Antwort: Nein, ganz und gar nicht. Offenbar spielt der etwas undurchsichtige Anwalt Rudi (gespielt von Rainer Bock) - von dem man anfangs nicht so recht weiß, welche Funktion er eigentlich hat -, auch eine gewisse Rolle in Carlas Leben. Sie begleitet ihn bei seinem Wunsch nach einer weiblichen Identität, und genießt mit ihm einen Bühnenauftritt in Frack und Zylinder im Film.
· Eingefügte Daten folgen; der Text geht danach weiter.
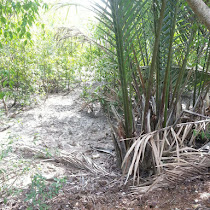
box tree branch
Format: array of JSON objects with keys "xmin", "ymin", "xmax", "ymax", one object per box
[{"xmin": 186, "ymin": 0, "xmax": 210, "ymax": 31}]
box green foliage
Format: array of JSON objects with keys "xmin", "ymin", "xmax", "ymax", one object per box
[
  {"xmin": 93, "ymin": 0, "xmax": 209, "ymax": 130},
  {"xmin": 25, "ymin": 174, "xmax": 66, "ymax": 210},
  {"xmin": 193, "ymin": 125, "xmax": 210, "ymax": 141},
  {"xmin": 84, "ymin": 0, "xmax": 210, "ymax": 170},
  {"xmin": 0, "ymin": 136, "xmax": 31, "ymax": 204},
  {"xmin": 0, "ymin": 2, "xmax": 85, "ymax": 109},
  {"xmin": 0, "ymin": 0, "xmax": 42, "ymax": 45},
  {"xmin": 0, "ymin": 134, "xmax": 14, "ymax": 161},
  {"xmin": 0, "ymin": 0, "xmax": 42, "ymax": 107},
  {"xmin": 0, "ymin": 146, "xmax": 12, "ymax": 161}
]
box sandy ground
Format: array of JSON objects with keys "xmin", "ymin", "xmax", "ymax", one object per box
[
  {"xmin": 0, "ymin": 84, "xmax": 118, "ymax": 208},
  {"xmin": 0, "ymin": 85, "xmax": 209, "ymax": 209}
]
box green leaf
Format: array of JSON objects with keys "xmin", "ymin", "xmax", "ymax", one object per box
[
  {"xmin": 3, "ymin": 80, "xmax": 7, "ymax": 87},
  {"xmin": 26, "ymin": 32, "xmax": 31, "ymax": 39},
  {"xmin": 24, "ymin": 40, "xmax": 28, "ymax": 45},
  {"xmin": 23, "ymin": 3, "xmax": 30, "ymax": 11},
  {"xmin": 1, "ymin": 16, "xmax": 6, "ymax": 24},
  {"xmin": 9, "ymin": 31, "xmax": 13, "ymax": 39},
  {"xmin": 43, "ymin": 3, "xmax": 48, "ymax": 10},
  {"xmin": 0, "ymin": 92, "xmax": 5, "ymax": 99},
  {"xmin": 4, "ymin": 31, "xmax": 7, "ymax": 38}
]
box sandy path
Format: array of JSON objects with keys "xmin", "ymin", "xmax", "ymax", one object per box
[{"xmin": 0, "ymin": 85, "xmax": 116, "ymax": 195}]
Dieses Spiel mit der Identität ist hübsch undefiniert, es muss ja nicht alles ein Label bekommen oder schon haben. Vielmehr sollten wir alles für möglich halten und auch alles leben - vielleicht hat Carla ja den Wunsch nach einer androgynen Existenz? 
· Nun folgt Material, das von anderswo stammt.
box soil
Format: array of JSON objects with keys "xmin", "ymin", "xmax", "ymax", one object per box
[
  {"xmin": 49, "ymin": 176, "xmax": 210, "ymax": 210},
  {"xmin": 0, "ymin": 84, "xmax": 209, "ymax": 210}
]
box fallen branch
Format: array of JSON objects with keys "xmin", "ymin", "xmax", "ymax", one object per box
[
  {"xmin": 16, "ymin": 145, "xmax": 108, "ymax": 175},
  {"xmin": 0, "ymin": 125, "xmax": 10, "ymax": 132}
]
Frage: Das Verschiedensein von Menschen wird hier quasi nebenbei thematisiert.
Antwort: Ja - ist das nicht wunderbar? Es muss doch nicht bei jeder Lesbe oder jedem Schwulen diese ihre oder seine Eigenschaft noch großartig betont werden. Wir zeigen, dass nicht-nur-heterosexuelle Menschen ganz selbstverständlich im Leben vorkommen, und in unserem Film hat das Thema lesbische Beziehung sogar eine gewisse Beiläufigkeit. Für ihre geliebte Enkelin will Carla eben nicht, dass sie in die klassische Frauenfalle tappt, und rät ihr zur Abtreibung. Da macht sie einen Fehler, den sie aber schnell bemerkt. Wichtig ist: Sie ist unterwegs und hat sich auf den Weg gemacht hin zu etwas, von dem sie vermutlich selbst nicht genau weiß, was es wohl sein soll.

Frage: «Ich liebe Euch schon - ich mag Euch nur nicht» - so spricht Carla zu ihren Kindern.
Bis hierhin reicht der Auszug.